C. Roy ReynoldsSOON AFTER the opening of the police investigation into the gruesome double murder at premises 16 South Camp Road it became clear that this might not be simply a case of violent robbery. Preliminary data indicated that there might be a web of intrigue with international connections.
According to The Gleaner of Monday, February 4, 1935 the characters involved might not even be who they were thought to have been. The victim identified as Francis Gomez appeared to have been an alias whose real name was B.F. Metzpan and he was not born in Cuba as was claimed but in British Honduras though he had been a long-time resident of Cuba.
As for the other victim Pollen, he had not come from Cuba as he claimed, but from Santo Domingo. Added to this was information supplied by a seaman to the effect that a number of murders had been occurring in Santo Domingo with the same signature features: that is, stabbed repeatedly in a pattern around the heart, bound and gagged.
The police established that there had been a number of meetings between the victims and the suspected killers up to shortly before the murders had occurred. And apart from the actual murderers there had been a number of accomplices.
Efforts to trace the murder weapon indicated that it might have been a dagger once owned by a Cuban boxer who resided in Jamaica and had been sold to another man for four shillings.
Police discovered that one of the suspected killers had returned to his lodgings on the afternoon of the murder carrying an envelope which looked like a registered letter. He went to his room, locked in and was gone the next morning.
But the police were not the only ones developing theories about the murders. According to one such making the rounds of the city's rumour circuit the victims were not who they had been thought to have been but other men dressed in their clothes to confuse the investigation. Members of the public were as well questioning the police handling of the matter in the early stages, particularly the seeming lack of diligence when they had been called to the scene when the murders were actually in progress, had merely made polite enquiry and left the scene.
Forensic examination of the bodies indicated that the victims had been clubbed first on the head with sufficient force to cause fracture of the skill. Later they were then bound, gagged and methodically stabbed to death.
Meanwhile the three suspects which had managed to escape were identified as a barber, a tailor and a businessman. And the police discovered that victim Pollen, while not having been a Cuban detective on a mission to the island, actually had a brother in Cuba who was a police officer.
Apparently anxious to allay any fear that their failure to act earlier had led to a clean get-away by the culprits, the police announced by Sunday, February 3 that they had located two of the men. One had been apprehended at an American port and the other was under observation on a boat bound for the Dominican Republic.
Meanwhile The Gleaner itself was doing its own investigation.

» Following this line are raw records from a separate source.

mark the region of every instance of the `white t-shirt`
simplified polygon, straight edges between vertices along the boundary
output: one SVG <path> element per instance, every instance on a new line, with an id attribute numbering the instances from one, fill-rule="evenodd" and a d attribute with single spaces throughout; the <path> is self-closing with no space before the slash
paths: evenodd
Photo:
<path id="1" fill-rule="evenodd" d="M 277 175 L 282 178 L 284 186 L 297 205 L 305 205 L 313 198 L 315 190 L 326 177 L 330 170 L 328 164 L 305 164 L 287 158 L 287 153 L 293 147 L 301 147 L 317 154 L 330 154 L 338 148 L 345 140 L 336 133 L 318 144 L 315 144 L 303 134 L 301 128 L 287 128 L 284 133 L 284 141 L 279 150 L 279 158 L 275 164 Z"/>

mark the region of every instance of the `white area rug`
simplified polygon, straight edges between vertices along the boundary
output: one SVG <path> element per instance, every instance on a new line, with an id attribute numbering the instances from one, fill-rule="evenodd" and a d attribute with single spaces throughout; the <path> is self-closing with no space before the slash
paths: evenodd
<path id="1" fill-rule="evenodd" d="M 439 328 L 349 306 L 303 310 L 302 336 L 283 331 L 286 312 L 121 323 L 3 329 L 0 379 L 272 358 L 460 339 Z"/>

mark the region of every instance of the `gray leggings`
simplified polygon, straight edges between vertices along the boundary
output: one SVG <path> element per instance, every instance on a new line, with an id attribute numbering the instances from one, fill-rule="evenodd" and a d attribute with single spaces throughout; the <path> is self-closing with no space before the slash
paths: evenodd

On Saturday, February 2 it interviewed the landlord of the 72 Wildman Street premises where Gomez, alias Metzpan, had lived, a Mrs. Nation, who described the deceased as about 37 years of age who claimed to have been born in Matanza Cuba and had a wife and three children there. She said she had been told that he was visiting Jamaica on business. On the day before the murders, a Sunday, he attended services at the Holy Trinity Cathedral, came back, had breakfast and after some hours, went out. He returned in the evening and spent the night. He left for the last time about 12.30 on the afternoon of the murders. About two hours before he left he was visited by a burly Cuban who asked no questions when he arrived but went straight to the victim's door, but Gomez was not there.
Mrs. Nation also told The Gleaner that a cable had been delivered to Gomez on the Monday morning. Described as "mysterious" by The Gleaner, the cable read "SK 3 1803 G. S.. Santiago 10 27, 550 P.L.C. Pollen 72 Wildman Street." According to The Gleaner it all translated in English to: "Holiday Tuesday. Postal Order." but in keeping with the growing web of intrigue the newspaper concluded that it was a code and might have been a warning.
She said further that on the morning of Tuesday, following a letter from the Royal Bank of Canada addressed to Pollen had been received. This and other items had been handed over to the police.
The Jamaican police seemed to have been well onto the track of at least two of the suspected murderers, but it would not be a short process and before it ended it was to create several precedents in the history of police action in Jamaica.